Sure, you might be able to pinch pennies and scrimp by on your Social Security payment, but is that really how you want to spend your golden years?
In the example above, you’ll need to come up with approximately $3,000 a month of your own money to meet your retirement goal’s monthly income.
That’s still a lot of money, but it’s better than trying to come up with the full amount.
This is when you need to take advantage of the 4% rule.
It says you can take out 4% of your savings the first year of retirement and the same amount, adjusted for inflation, each year after that.
In theory, your money should last 30 years.
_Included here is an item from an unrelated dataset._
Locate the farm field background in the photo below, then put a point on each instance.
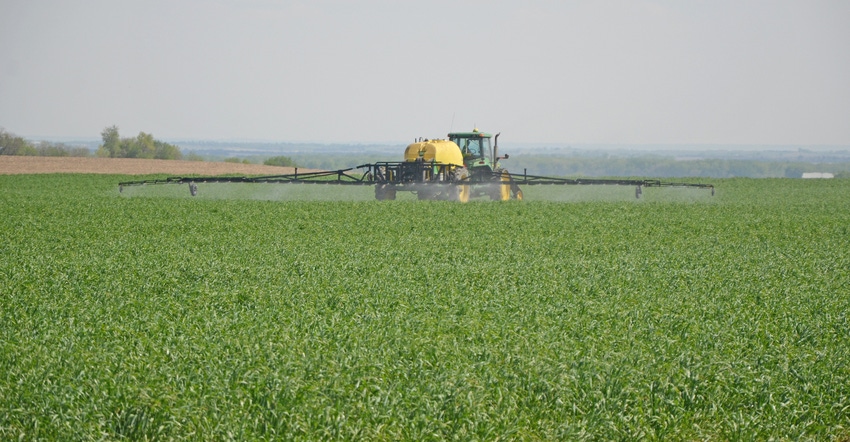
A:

Using the 4% rule, to come up with $3,000 a month or $36,000 a year, you’ll need to have $900,000 socked away.
That’s a whopping number, but remember you have 25 years to reach that goal. And even if you don’t meet it (you likely won’t), you’ll still want to come as close to that number as possible.
It won’t be the end of the world if you don’t make that number.
Since Social Security will be covering almost half of your retirement income, failure to make that goal will have a smaller impact than you might imagine.
Say you only end up with $600,000 by the time you retire. That’s a whopping 33% less than you were aiming for, but it will only represent about a 16% reduction in your retirement income.
In any case, you want to get as close to your goal as possible. Saving regularly, often and early can help you grow your nest egg through compounding.
Step 4: Work backwards to figure out how much you need to save each month.
Finally, take that big number and deduct for any retirement savings you already have. So, if you have $40,000 socked away already, you’ll aim to put away $860,000 by the time you retire.
If you have 25 years to go and assume that your fund will grow at the historical stock market average of 8% a year, you’ll need to put away $7,500 a year.
That’s $625 a month.
Of course, all of these variables could change, especially your return.
If you socked away $625 a month and averaged a 9% return, you’d end up with over $1 million. Or you’d have $724,000 if you averaged only 7%.
Interest.com’s Savings Goal Calculator makes these kind of calculations easy.
Just remember that a lot of things can change over the years, but you need to have a target to work with.